First it was the tsunami, then came devastating hurricanes, and now the latest manifestation of Nature's wrath took the form of an earthquake in Pakistan and other parts of South Asia. Apparently, a village was wiped out and a building had collapsed in Islamabad. At least a 1000 people are reportedly dead.
More headlines run across the screen on Channelnews asia: i learned that Central America and Mexico are not spared either - flooding and mudslides have left hundreds dead. Then there are the familiar warnings about the spreading bird flu.
How does one react to all this? These are the sort of news, if you took notice, which make you shrug; they unsettle you a little, but it won't be for long before you clean forget about them. The news and especially its medium, the TV, do convey a sombre, proximate sense of realism and evoke feelings of poignant tragedy. But life is such that unless you are personally brought to bear the consequences of tragedies such as natural calamities, you won't be terribly affected by their occurrence or the immense damage that they wreaked on human lives - lives which are probably totally unrelated to your existence and never would cross path with yours. And so while mass rapes and unspoken atrocities were taking place in Sudan, while entire families are possibly destroyed by the earthquake in South Asia, while many Iraqis struggle daily to survive and not get killed by bombings and insane killings, and while many other atrocities are occurring in many parts of the world even as i am writing now, you and i - our lives just go on as normal. We have many burdens too, like coping with school and work stress, but surely they cannot compare in any degree to those implacable problems that are prevalent and ongoing in this world.

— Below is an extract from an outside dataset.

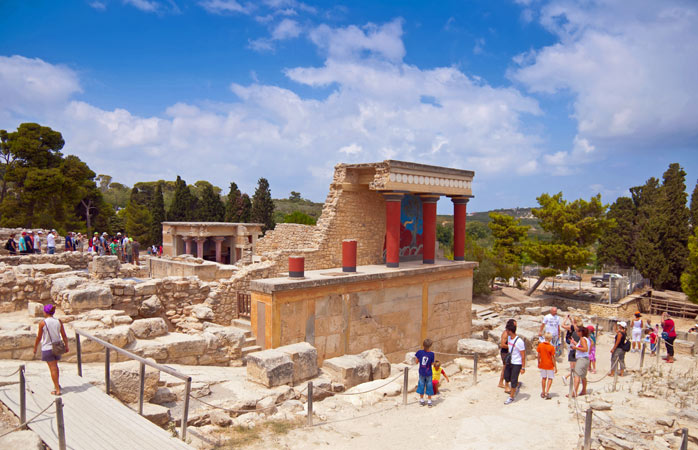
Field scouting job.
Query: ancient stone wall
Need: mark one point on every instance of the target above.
(356, 213)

Yet the truth is, such is the the condition of life, that while we are aware of injustice, unfairness across human societies and both inevitable as well as blatantly wanton deaths in the world, many of us will not and cannot be made to confront our problems while keeping in mind that real life tragedies exist elsewhere which surely make our problems somewhat infinitely inconsequential. It just doesn't work that way. No one ever said that keeping a healthy perspective of our personal life and personal problems must entail comparing with people who are worse off than us. On the contrary, it is to those seemingly blissful/successful/beautiful/powerful people whom we look upon and contemplate our fate.
Poverty and suffering, as do illness and dying, are after all nothing new and have been ever present. When someone talks about such stuff, sometimes it can seem as though yet another person is romanticising about Life, life's tragedy and what not. Compassion is like a residual feeling which one musters only when one is not afflicted by personal problems or tragedies. All is fair game; men may be created equal but they don't live equal - you just have to live with that, without needing to feel guilty or responsible for the status quo, no matter its inherent flaws.
I know i won't be thinking about the earthquake in Pakistan, the suffering i see on TV and the insane devastating human conflicts i read in the papers when i start to panic about work deadlines or grapple with money woes. I think only of how terribly miserable i am; i think of how i can extricate myself out of my misery.
But as i am these days constantly deluged with fresh news of brewing conflicts the world over, i get really unsettled and think a little deeper about what all this means for me, a student troubled over what path his future should take even as there are others whose future confines only to suriving the next day.
And as i ponder how ironic it is that Nature alone creates so many problems for human beings - including seizing one too many life prematurely - while human beings create more problems for themselves through terrorism, nukes and power struggles instead of solving problems together, i realise also the futility, even the irrelevance of my thoughts.